Gelen misafirlere her zaman söylüyorum. Allah'ı, peygamberini ve ezeli düşmanımız şeytanı gerçek anlamda tanımıyoruz. Kuran'dan bir şey anlamıyoruz. Belki kalpten gelerek Allah'ım dememiz bizi kurtuluşa ulaştırabilecekken.. Bilinçsiz bir şekilde sabahlara kadar kılınan namaz bizi bir yere ulaştırmaz. Ben ibadetimi Allah'ı tanıdığım, sevdiğim için yapmalıyım. Kurtulmak için değil..

-Hastanede çalışırken Kadiri tarikatına bağlanmışsınız. Bu durum hayatınızda neleri değiştirdi?
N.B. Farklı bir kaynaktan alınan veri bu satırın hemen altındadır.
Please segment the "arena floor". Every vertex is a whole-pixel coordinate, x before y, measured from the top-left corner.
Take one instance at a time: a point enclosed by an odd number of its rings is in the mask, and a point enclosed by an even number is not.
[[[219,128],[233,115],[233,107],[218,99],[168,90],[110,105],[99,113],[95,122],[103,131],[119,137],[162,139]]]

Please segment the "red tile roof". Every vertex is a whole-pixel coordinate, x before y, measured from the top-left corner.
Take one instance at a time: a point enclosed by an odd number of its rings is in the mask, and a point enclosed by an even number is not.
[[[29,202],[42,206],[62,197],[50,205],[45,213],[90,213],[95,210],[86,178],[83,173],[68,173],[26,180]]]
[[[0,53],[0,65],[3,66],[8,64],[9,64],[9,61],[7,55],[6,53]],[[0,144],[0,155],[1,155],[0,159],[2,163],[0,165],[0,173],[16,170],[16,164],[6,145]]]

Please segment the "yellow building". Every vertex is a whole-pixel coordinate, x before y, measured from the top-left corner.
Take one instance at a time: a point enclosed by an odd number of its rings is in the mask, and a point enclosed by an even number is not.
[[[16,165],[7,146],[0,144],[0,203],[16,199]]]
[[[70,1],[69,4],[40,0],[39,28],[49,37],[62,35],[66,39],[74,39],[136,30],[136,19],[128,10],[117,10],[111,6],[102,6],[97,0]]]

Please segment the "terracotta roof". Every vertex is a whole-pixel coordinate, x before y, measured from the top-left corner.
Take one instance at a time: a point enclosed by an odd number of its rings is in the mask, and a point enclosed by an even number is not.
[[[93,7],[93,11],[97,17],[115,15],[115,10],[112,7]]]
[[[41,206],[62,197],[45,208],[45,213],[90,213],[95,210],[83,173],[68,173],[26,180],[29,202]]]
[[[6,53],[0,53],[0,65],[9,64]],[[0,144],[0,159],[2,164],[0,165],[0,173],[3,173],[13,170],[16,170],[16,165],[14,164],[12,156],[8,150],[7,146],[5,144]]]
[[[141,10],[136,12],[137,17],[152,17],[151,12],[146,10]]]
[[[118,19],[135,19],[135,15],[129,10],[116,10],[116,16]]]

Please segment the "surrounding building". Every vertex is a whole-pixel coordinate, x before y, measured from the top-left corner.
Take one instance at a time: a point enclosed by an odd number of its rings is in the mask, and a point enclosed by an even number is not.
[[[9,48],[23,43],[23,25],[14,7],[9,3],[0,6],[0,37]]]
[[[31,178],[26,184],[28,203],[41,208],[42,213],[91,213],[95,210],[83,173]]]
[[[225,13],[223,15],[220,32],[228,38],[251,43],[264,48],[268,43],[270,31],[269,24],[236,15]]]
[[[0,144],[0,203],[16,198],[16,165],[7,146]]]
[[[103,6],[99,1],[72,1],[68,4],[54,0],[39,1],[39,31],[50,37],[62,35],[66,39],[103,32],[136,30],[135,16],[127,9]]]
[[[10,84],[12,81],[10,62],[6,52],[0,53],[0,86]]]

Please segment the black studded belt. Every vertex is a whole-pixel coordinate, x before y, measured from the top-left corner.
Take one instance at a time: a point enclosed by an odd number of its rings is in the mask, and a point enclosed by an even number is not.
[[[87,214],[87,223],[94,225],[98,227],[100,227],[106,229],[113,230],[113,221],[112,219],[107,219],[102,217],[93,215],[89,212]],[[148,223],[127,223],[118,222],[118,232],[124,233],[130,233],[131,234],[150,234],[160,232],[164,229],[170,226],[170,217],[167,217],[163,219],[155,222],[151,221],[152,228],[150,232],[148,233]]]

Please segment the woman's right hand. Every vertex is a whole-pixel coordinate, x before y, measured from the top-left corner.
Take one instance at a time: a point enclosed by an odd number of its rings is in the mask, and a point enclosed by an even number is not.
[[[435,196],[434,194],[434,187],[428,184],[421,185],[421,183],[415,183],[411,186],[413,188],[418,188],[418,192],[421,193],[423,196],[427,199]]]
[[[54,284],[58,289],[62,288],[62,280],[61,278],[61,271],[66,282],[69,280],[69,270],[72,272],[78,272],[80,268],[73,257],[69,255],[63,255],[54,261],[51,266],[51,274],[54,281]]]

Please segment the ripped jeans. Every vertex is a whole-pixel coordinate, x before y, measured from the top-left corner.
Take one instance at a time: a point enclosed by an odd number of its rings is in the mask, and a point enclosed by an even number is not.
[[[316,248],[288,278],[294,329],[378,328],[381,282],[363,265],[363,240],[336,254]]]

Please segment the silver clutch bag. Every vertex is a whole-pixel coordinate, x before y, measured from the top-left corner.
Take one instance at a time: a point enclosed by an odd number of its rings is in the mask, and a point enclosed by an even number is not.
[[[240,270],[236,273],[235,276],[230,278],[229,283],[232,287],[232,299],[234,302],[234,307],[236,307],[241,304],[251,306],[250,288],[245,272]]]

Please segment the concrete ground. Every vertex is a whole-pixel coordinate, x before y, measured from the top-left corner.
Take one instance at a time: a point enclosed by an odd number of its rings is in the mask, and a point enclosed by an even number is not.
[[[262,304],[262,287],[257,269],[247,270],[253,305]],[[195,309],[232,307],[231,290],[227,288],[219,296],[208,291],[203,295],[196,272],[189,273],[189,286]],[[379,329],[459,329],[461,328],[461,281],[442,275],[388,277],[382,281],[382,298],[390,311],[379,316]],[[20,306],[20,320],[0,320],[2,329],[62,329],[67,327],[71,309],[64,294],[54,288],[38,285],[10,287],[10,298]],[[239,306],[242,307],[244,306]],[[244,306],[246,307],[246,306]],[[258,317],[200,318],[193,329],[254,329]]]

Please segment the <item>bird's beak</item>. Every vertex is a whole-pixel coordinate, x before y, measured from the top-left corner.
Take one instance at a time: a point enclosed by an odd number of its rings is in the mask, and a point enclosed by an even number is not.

- Çocukluktan beri bağlıyım. Ben farkında olmadan, zaten çocukluktan beri tasavvufi bir hayat yaşıyordum. Siverek'e 1944-1945 yıllarında askeriyeye gelen Albay Ahmet Hicri Alpaltay sayesinde, Kadiri tarikatının öğretileri daha bilinçli bir şekilde öğrenildi. Rahmetli babam da o tarikata intisap etmişti. Ama sadece verilen tesbihatları çekiyordu.
Bu şekilde devam ederken 1977-1978'de o Albay'ın yetiştirdiği bir fakirle tanıştım. O yıllarda ben rüyamda Ahmet Hicri Babanın, Siverek'e geldiğini gördüm. Gördüğüm rüyanın ardından, bağlı olduğum fakire gidip anlattım.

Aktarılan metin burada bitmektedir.